NLP for learners – A simple code of text parsing with Stanza
Stanza allows you to parse sentences using Python. It is available in many languages and can provide a variety of information about a sentence.
To use stanza, you need to install it in advance.
UPOS
One of the basic information available is the part of speech (UPOS).
UPOS are represented by an abbreviation. They have the following meanings.
1. | ADJ | adjective |
2. | ADJ | adposition |
3. | ADV | adverb |
4. | AUX | auxiliary |
5. | CCONJ | coordinating conjunction |
6. | DET | determiner |
7. | INTJ | interjection |
8. | NOUN | noun |
9. | NUM | numeral |
10. | PART | particle |
11. | PRON | pronoun |
12. | PROPN | proper noun |
13. | PUNCT | punctuation |
14. | SCONJ | subordinating conjunction |
15. | SYM | symbol |
16. | VERB | verb |
17. | X | other |
XPOS
Compared to UPOS, XPOS provides more detailed parts of speech information.
They mean the following.
1. | CC | Coordinating conjunction |
2. | CD | Cardinal number |
3. | DT | Determiner |
4. | EX | Existential there |
5. | FW | Foreign word |
6. | IN | Preposition or subordinating conjunction |
7. | JJ | Adjective |
8. | JJR | Adjective, comparative |
9. | JJS | Adjective, superlative |
10. | LS | List item marker |
11. | MD | Modal |
12. | NN | Noun, singular or mass |
13. | NNS | Noun, plural |
14. | NNP | Proper noun, singular |
15. | NNPS | Proper noun, plural |
16. | PDT | Predeterminer |
17. | POS | Possessive ending |
18. | PRP | Personal pronoun |
19. | PRP$ | Possessive pronoun |
20. | RB | Adverb |
21. | RBR | Adverb, comparative |
22. | RBS | Adverb, superlative |
23. | RP | Particle |
24. | SYM | Symbol |
25. | TO | to |
26. | UH | Interjection |
27. | VB | Verb, base form |
28. | VBD | Verb, past tense |
29. | VBG | Verb, gerund or present participle |
30. | VBN | Verb, past participle |
31. | VBP | Verb, non-3rd person singular present |
32. | VBZ | Verb, 3rd person singular present |
33. | WDT | Wh-determiner |
34. | WP | Wh-pronoun |
35. | WP$ | Possessive wh-pronoun |
36. | WRB | Wh-adverb |
Lemma
Lemma is a dictionary headword.
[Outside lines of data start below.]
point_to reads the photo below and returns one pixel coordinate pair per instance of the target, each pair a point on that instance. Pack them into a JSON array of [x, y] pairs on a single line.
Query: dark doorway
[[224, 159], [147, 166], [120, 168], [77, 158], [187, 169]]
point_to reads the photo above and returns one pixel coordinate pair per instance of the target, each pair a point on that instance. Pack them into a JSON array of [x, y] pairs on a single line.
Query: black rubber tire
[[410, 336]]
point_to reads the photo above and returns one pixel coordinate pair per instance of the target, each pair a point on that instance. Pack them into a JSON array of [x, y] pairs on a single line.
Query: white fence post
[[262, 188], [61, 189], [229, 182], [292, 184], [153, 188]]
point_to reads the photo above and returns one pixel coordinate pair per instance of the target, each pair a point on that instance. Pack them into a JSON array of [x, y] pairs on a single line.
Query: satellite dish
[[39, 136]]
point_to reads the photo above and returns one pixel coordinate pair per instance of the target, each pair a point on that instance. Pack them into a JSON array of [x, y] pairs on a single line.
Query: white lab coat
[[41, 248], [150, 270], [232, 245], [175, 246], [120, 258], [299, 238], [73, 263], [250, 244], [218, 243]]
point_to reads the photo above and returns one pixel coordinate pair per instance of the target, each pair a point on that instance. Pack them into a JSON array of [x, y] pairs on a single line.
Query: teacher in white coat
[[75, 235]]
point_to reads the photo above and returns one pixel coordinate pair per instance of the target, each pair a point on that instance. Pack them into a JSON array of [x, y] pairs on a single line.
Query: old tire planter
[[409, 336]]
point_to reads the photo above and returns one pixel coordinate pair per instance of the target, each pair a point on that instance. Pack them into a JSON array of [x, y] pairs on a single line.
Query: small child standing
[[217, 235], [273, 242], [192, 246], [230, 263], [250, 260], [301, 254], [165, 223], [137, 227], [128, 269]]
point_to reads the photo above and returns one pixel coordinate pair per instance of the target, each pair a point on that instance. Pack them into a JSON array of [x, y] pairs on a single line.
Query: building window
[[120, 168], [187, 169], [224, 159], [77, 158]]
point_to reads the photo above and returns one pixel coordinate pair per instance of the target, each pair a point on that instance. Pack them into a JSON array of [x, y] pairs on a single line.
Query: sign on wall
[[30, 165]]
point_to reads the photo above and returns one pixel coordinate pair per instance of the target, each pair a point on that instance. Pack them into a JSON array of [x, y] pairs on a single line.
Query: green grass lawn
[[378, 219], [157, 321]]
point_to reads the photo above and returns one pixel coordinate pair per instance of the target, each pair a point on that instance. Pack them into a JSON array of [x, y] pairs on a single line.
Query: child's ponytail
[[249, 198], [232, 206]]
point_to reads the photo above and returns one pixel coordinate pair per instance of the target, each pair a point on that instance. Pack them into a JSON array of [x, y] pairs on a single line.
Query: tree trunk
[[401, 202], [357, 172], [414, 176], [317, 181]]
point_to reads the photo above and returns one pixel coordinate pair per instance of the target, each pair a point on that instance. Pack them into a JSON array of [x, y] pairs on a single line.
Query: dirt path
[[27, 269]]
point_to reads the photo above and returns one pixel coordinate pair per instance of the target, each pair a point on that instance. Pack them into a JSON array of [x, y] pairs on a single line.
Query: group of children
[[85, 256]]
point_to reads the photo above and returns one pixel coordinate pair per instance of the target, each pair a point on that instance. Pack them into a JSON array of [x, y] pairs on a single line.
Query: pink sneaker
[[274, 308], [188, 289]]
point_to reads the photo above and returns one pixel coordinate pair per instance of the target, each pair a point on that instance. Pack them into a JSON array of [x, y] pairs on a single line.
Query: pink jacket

For example, take changes to takes, took, taken, taking, but these lemmas are take.
Dependency
You can find out which word a certain word depends on.
Extraction
with io.open('articles_u.txt', encoding='utf-8') as f:
text = f.read()
texts = text.replace('eos', '.\n').splitlines()
Reads the text. The text file has the symbol eos at the end of a sentence, so replace it with a period.
stanza.download('en')
Download the English model with stanza.download('en')
. The model should be larger than 1Gbyte. Once downloaded, download is skipped the second time. The model is needed to parse the text.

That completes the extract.